Il suo ultimo film, E noi come stronzi rimanemmo a guardare, racconta la storia di un ex manager che perde il lavoro e si adatta a fare il rider; la sua unica consolazione sarà il rapporto con Stella, un ologramma creato da una App di “anime gemelle”. In uno scenario come questo, tra solitudine e l’impalpabilità dei rapporti in un mondo iperconnesso, che importanza ha un gesto come l’abbraccio?
Una volta era meno importante. Il film è stato scritto prima dell’arrivo del Covid e nella vita non avrei mai pensato di dire “vivremo una pandemia” o “la Russia ha invaso l’Ucraina”. La solitudine nel film è causata dalla tecnologia. La pellicola però esce dopo il primo lockdown, e quella solitudine che doveva essere straniante, per il pubblico era diventata quasi familiare. Di conseguenza l’abbraccio diventa importante. Mi è dispiaciuto tantissimo che non sia uscito al cinema, che la gente non sia andata in sala a vederlo, anche se è andato benissimo, ha fatto dei numeri che altrimenti non avrebbe mai fatto.

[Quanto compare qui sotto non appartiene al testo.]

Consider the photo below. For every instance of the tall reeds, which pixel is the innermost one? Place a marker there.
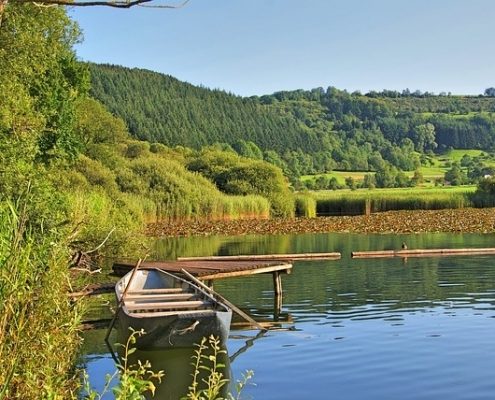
(37, 322)
(361, 202)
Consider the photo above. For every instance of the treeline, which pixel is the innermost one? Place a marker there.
(300, 131)
(70, 174)
(160, 108)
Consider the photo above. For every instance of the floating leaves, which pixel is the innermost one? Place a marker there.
(474, 220)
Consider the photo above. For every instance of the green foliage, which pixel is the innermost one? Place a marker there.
(135, 379)
(305, 205)
(207, 359)
(43, 82)
(239, 176)
(355, 203)
(36, 316)
(455, 175)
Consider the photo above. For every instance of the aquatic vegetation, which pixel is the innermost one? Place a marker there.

Dopo aver scritto libri, programmi tv, diretto 3 film, fatto l’attore… quale altro progetto vorrebbe realizzare?
La mia scommessa – e con quest’ultimo film ci stavo quasi riuscendo – è quella di continuare a fare commedie, di uscire dal confine italiano e continuare a frequentare il mondo dei festival cinematografici. Realizzare un film che possa essere capito all’estero e passare i pregiudizi che spesso i festival hanno nei confronti della commedia.